# HC01 — Healthcare Claims EDA Notebook
Author: Bhanu Garg  
Created: 2025-09-03 03:08:40

_Goal: Load claims, members, and providers data; perform basic cleaning; derive useful columns; join; explore; and visualize._

## 1) Setup & Imports

In [None]:

# Do NOT use seaborn. We stick to matplotlib as per project conventions.
import os, sys, math, json, textwrap
from datetime import datetime, date

import numpy as np
import pandas as pd
import matplotlib.pyplot as plt

# Make pandas output easier to read
pd.set_option('display.max_columns', 100)
pd.set_option('display.width', 120)

print('Python', sys.version)
print('Pandas', pd.__version__)
print('NumPy', np.__version__)


## 2) Configure File Paths

In [None]:

# Adjust paths if your repo structure differs
DATA_DIR = '../data'  # if this notebook lives in notebooks/
CLAIMS_CSV = os.path.join(DATA_DIR, 'claims.csv')
MEMBERS_CSV = os.path.join(DATA_DIR, 'members.csv')
PROVIDERS_CSV = os.path.join(DATA_DIR, 'providers.csv')

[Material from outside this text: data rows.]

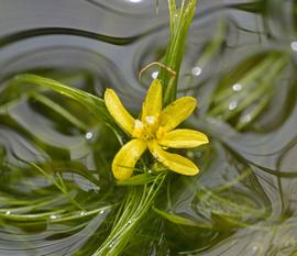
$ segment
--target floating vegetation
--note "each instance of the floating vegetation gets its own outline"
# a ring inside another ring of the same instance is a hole
[[[297,255],[296,4],[56,5],[0,10],[0,255]]]

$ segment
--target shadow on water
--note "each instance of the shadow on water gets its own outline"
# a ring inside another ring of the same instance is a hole
[[[202,171],[170,177],[164,214],[152,212],[125,255],[297,255],[296,7],[209,2],[179,78],[200,102],[186,125],[211,137],[186,153]],[[73,100],[7,79],[34,73],[99,97],[112,87],[136,113],[156,70],[138,73],[167,43],[163,1],[158,16],[154,1],[57,5],[0,10],[0,255],[91,255],[123,197],[111,131]]]

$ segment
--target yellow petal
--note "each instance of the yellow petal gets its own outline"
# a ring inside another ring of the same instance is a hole
[[[112,89],[107,89],[105,101],[109,113],[116,122],[128,133],[132,134],[134,129],[134,118],[124,109],[119,97]]]
[[[186,120],[196,107],[196,99],[182,97],[168,104],[161,113],[160,125],[168,132]]]
[[[174,148],[196,147],[207,143],[206,134],[188,129],[174,130],[158,140],[160,145]]]
[[[160,80],[153,80],[142,105],[142,121],[145,116],[158,116],[162,110],[162,85]]]
[[[194,176],[197,175],[199,169],[198,167],[189,159],[163,151],[161,146],[157,145],[156,141],[153,141],[148,144],[150,152],[152,155],[168,169],[182,174]]]
[[[125,180],[131,177],[134,166],[145,152],[146,144],[141,140],[127,143],[116,155],[112,162],[112,172],[116,179]]]

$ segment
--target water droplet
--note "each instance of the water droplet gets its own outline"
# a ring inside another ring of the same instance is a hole
[[[297,41],[292,42],[290,47],[293,51],[297,52]]]
[[[87,140],[91,140],[92,136],[94,136],[92,132],[87,132],[87,133],[86,133],[86,138],[87,138]]]
[[[252,115],[251,114],[246,114],[242,118],[242,122],[244,123],[249,123],[252,120]]]
[[[252,252],[253,252],[253,253],[256,253],[257,251],[258,251],[258,246],[257,246],[257,245],[253,245],[253,246],[252,246]]]
[[[50,218],[51,218],[52,220],[56,220],[56,219],[57,219],[57,215],[52,214]]]
[[[234,84],[234,85],[232,86],[232,89],[233,89],[233,91],[240,91],[240,90],[242,89],[242,85],[240,85],[240,84]]]
[[[86,212],[85,211],[81,211],[80,212],[80,216],[85,216],[86,215]]]
[[[234,109],[237,109],[238,108],[238,101],[232,101],[230,104],[229,104],[229,107],[228,107],[228,109],[229,110],[234,110]]]
[[[152,73],[152,78],[153,78],[153,79],[157,79],[157,76],[158,76],[158,71]]]
[[[105,213],[105,210],[101,210],[100,212],[99,212],[99,214],[103,214]]]
[[[201,73],[202,73],[202,69],[200,68],[200,67],[194,67],[193,69],[191,69],[191,74],[193,74],[193,76],[196,76],[196,77],[198,77],[198,76],[200,76],[201,75]]]

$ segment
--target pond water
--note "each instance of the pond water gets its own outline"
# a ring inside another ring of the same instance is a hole
[[[156,69],[138,74],[166,48],[166,1],[157,15],[153,0],[0,5],[0,255],[91,255],[123,197],[110,174],[120,145],[77,102],[7,80],[34,73],[98,97],[114,88],[138,113]],[[178,89],[197,97],[186,125],[210,144],[186,153],[199,176],[172,176],[158,200],[191,224],[152,211],[123,255],[297,255],[294,8],[199,1]]]

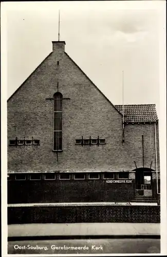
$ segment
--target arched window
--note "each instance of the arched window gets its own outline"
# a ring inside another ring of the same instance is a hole
[[[53,151],[62,150],[62,95],[53,96]]]

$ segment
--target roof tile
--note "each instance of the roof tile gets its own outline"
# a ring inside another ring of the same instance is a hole
[[[122,105],[115,105],[123,113]],[[131,104],[124,105],[124,114],[127,122],[156,122],[158,121],[155,104]]]

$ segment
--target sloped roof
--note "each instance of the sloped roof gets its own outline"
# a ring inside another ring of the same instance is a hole
[[[122,105],[115,105],[123,113]],[[127,123],[156,122],[158,121],[155,104],[124,105],[124,114]]]

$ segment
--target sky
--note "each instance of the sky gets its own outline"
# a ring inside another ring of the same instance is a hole
[[[110,101],[122,104],[123,80],[124,104],[158,113],[160,1],[6,4],[8,98],[52,51],[60,10],[65,51]]]

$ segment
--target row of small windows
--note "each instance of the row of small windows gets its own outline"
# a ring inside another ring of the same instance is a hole
[[[76,144],[105,144],[105,140],[103,139],[97,138],[97,139],[76,139]]]
[[[55,136],[55,143],[59,145],[62,144],[62,132],[54,132]],[[58,141],[58,142],[57,142]],[[105,144],[105,139],[76,139],[76,144]],[[9,140],[9,145],[40,145],[40,140]],[[54,148],[55,150],[55,148]],[[58,150],[61,150],[61,147],[58,147]]]
[[[39,140],[9,140],[10,145],[39,145],[40,141]]]
[[[8,175],[8,180],[12,179],[13,178],[13,174]],[[62,180],[69,180],[71,178],[71,174],[68,173],[60,173],[58,177],[59,179]],[[55,180],[56,179],[55,173],[47,173],[44,174],[44,179],[45,180]],[[97,172],[92,172],[88,173],[89,179],[99,179],[100,173]],[[16,180],[25,180],[27,179],[27,174],[24,173],[18,173],[15,174],[14,178]],[[86,174],[84,173],[77,173],[74,174],[74,179],[85,179]],[[114,173],[109,172],[103,174],[103,178],[104,179],[113,179],[115,178]],[[118,173],[119,179],[128,179],[128,172],[120,172]],[[31,174],[29,175],[29,179],[31,180],[40,180],[42,179],[41,174]]]

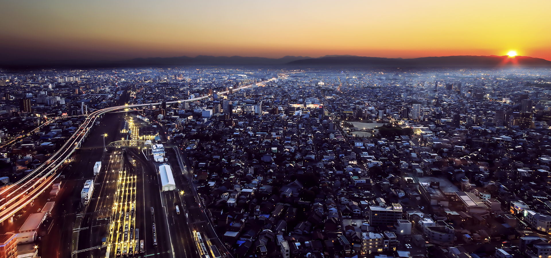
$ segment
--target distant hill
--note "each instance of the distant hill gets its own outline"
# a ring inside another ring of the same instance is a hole
[[[517,56],[451,56],[418,58],[385,58],[358,56],[327,57],[304,59],[287,63],[294,65],[362,65],[373,67],[499,67],[518,66],[551,67],[551,61]]]
[[[551,61],[530,57],[498,56],[452,56],[419,58],[386,58],[349,55],[325,56],[318,58],[287,56],[281,58],[266,57],[214,57],[198,56],[175,57],[135,58],[118,61],[73,60],[21,60],[2,62],[0,67],[12,69],[35,68],[138,67],[167,65],[275,65],[291,66],[356,65],[367,67],[499,67],[512,65],[525,67],[551,67]]]
[[[234,56],[233,57],[214,57],[212,56],[197,56],[195,57],[186,56],[178,57],[156,57],[152,58],[136,58],[120,63],[127,65],[203,65],[203,64],[285,64],[296,60],[310,59],[309,57],[295,57],[286,56],[281,58],[266,57],[246,57]]]

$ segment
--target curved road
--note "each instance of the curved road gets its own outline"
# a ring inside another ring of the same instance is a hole
[[[235,89],[236,91],[250,87],[252,85],[244,86]],[[225,94],[229,91],[218,92]],[[206,95],[189,100],[182,100],[167,102],[167,104],[195,101],[209,97]],[[0,191],[0,222],[13,216],[14,215],[30,203],[35,198],[46,190],[60,174],[59,168],[74,152],[77,148],[86,139],[90,129],[98,118],[106,113],[126,108],[143,107],[150,105],[158,105],[161,102],[117,106],[95,111],[88,116],[84,122],[75,130],[73,135],[46,162],[36,168],[27,175],[14,184],[4,188]]]

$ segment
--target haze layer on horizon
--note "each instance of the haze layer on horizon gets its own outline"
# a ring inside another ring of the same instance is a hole
[[[20,59],[181,56],[551,60],[551,1],[4,1],[0,54]]]

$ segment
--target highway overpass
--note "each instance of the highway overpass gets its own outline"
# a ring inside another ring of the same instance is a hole
[[[256,84],[258,85],[260,84]],[[234,90],[250,87],[252,84],[245,85]],[[218,92],[225,94],[229,91]],[[206,95],[188,100],[167,101],[167,104],[195,101],[207,98],[210,95]],[[71,137],[47,161],[41,164],[15,183],[0,190],[0,223],[6,219],[13,222],[14,215],[30,204],[46,190],[53,181],[60,176],[60,167],[74,152],[80,147],[86,139],[87,136],[98,118],[106,113],[127,108],[143,107],[151,105],[158,105],[161,102],[118,106],[98,110],[88,115],[82,124],[75,130]]]

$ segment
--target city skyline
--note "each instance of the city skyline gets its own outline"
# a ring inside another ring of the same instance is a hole
[[[534,1],[165,1],[6,3],[4,59],[122,60],[198,55],[416,58],[518,55],[551,60],[551,26]]]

for p in [CLAIMS_CSV, MEMBERS_CSV, PROVIDERS_CSV]:
    print(p, 'exists:', os.path.exists(p))


## 3) Load CSVs

In [None]:

def try_read_csv(path, parse_date_cols=None):
    parse_date_cols = parse_date_cols or []
    try:
        df = pd.read_csv(path, parse_dates=[c for c in parse_date_cols if c in pd.read_csv(path, nrows=1).columns])
        print(f'✅ Loaded: {path} -> shape={df.shape}')
        return df
    except FileNotFoundError:
        print(f'⚠️ File not found: {path}')
        return pd.DataFrame()
    except Exception as e:
        print(f'⚠️ Error reading {path}: {e}')
        return pd.DataFrame()

claims  = try_read_csv(CLAIMS_CSV, parse_date_cols=['service_date', 'claim_date', 'paid_date'])
members = try_read_csv(MEMBERS_CSV, parse_date_cols=['dob'])
providers = try_read_csv(PROVIDERS_CSV)

def peek(df, name):
    print(f'\n{name} head:')
    display(df.head(3))
    print(f'{name} dtypes:')
    print(df.dtypes)
    print(f'{name} columns:', list(df.columns))

peek(claims, 'claims')
peek(members, 'members')
peek(providers, 'providers')


## 4) Basic Cleaning

In [None]:

def standardize_columns(df):
    # Strip, lower, replace spaces with underscores
    df.columns = [c.strip().lower().replace(' ', '_') for c in df.columns]
    return df

claims = standardize_columns(claims)
members = standardize_columns(members)
providers = standardize_columns(providers)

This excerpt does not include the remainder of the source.